Placing Nodes on a line or a curve

We can do the same between the controller block and the system block:


\draw[-stealth] (controller.east) -- (system.west) 
	node[midway,above]{$u$};

For the output of the system, we will draw an arrow with 1.25cm length and we save the node at the middle of the arrow to use it for connecting the output with sensor block. Here is the corresponding code:


\draw[-stealth] (system.east) -- ++ (1.25,0) 
	node[midway](output){}
	node[midway,above]{$y$};

The node is named (output) and we will draw a line from its center (output.center) to the (sensor.east) with a perpendicular lines. To achieve the later, we use |- (vertical then straight line) instead of --. 
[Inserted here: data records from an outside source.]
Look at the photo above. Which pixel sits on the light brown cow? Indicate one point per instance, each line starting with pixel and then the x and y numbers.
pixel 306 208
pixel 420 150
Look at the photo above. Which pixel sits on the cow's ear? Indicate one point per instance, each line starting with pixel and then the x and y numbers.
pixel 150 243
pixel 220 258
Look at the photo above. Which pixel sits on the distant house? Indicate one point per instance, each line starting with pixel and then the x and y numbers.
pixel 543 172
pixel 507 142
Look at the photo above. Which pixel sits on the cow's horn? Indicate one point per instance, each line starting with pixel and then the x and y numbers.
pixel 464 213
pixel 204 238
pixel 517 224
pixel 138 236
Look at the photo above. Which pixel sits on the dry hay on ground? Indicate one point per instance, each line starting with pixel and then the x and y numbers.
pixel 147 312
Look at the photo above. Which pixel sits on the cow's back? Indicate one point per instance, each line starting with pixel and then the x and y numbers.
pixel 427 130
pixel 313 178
\draw[-stealth] (output.center) |- (sensor.east);
\draw[-stealth] (sensor.west) -| (sum.south) 
	node[near end,left]{$y_m$};

The west anchor of the sensor is connected with the south of the sum node using the path operation -| (straight then vertical line).

The input reference corresponds to a labeled arrow which can be drawn with the same manner as the output arrow.
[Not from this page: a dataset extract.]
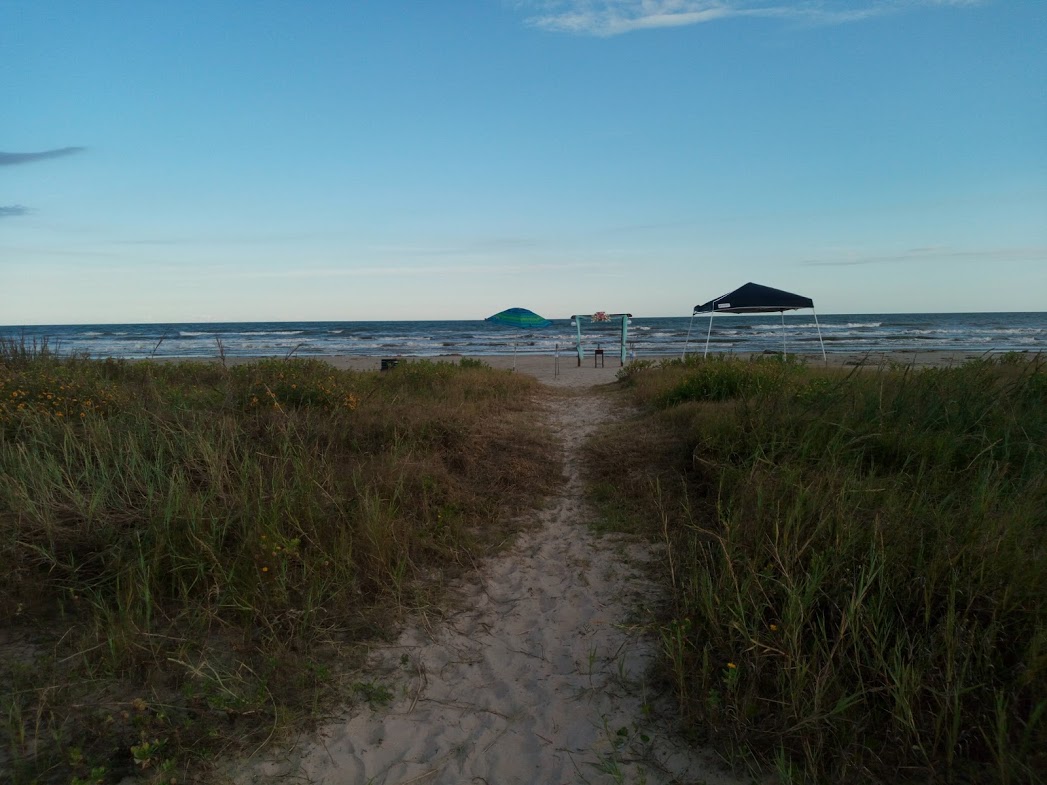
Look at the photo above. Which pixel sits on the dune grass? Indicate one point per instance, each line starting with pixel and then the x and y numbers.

Here is the Final code of the latex block diagram:

\documentclass[border=0.2cm]{standalone}

% More defined colors
\usepackage[dvipsnames]{xcolor}

% Required package
\usepackage{tikz}
\usetikzlibrary{positioning}


\begin{document}

\begin{tikzpicture}

% Sum shape
\node[draw,
	circle,
	minimum size=0.6cm,
	fill=Rhodamine!50
] (sum) at (0,0){};

\draw (sum.north east) -- (sum.south west)
	(sum.north west) -- (sum.south east);

\draw (sum.north east) -- (sum.south west)
(sum.north west) -- (sum.south east);

\node[left=-1pt] at (sum.center){\tiny $+$};
\node[below] at (sum.center){\tiny $-$};

% Controller
\node [draw,
	fill=Goldenrod,
	minimum width=2cm,
	minimum height=1.2cm,
	right=1cm of sum
]  (controller) {$C(s)$};

% System H(s)
\node [draw,
	fill=SpringGreen, 
	minimum width=2cm, 
	minimum height=1.2cm,
	right=1.5cm of controller
] (system) {$H(s)$};

% Sensor block
\node [draw,
	fill=SeaGreen, 
	minimum width=2cm, 
	minimum height=1.2cm, 
	below right= 1cm and -0.25cm of controller
]  (sensor) {$G(s)$};

% Arrows with text label
\draw[-stealth] (sum.east) -- (controller.west)
	node[midway,above]{$e$};

\draw[-stealth] (controller.east) -- (system.west) 
	node[midway,above]{$u$};

\draw[-stealth] (system.east) -- ++ (1.25,0) 
	node[midway](output){}node[midway,above]{$y$};

\draw[-stealth] (output.center) |- (sensor.east);

\draw[-stealth] (sensor.west) -| (sum.south) 
	node[near end,left]{$y_m$};

\draw (sum.west) -- ++(-1,0) 
	node[midway,above]{$y_{ref}$};


\end{tikzpicture}

\end{document}
block diagram in LaTeX using TikZ

Optimize the code with tikzstyle command

You may remarked that all rectangular blocks have the same dimension characteristics and to avoid repeating these options: draw, minimum width=2cm, minimum height=1.2cm, we can create a style with these options using the \tikzstyle command as follows:


\tikzstyle{block} = [
	draw,
	minimum width=2cm,
	minimum height=1.2cm
]


We named the style as block and we can use it as an option in all different node commands corresponding to the controller, system and sensor blocks.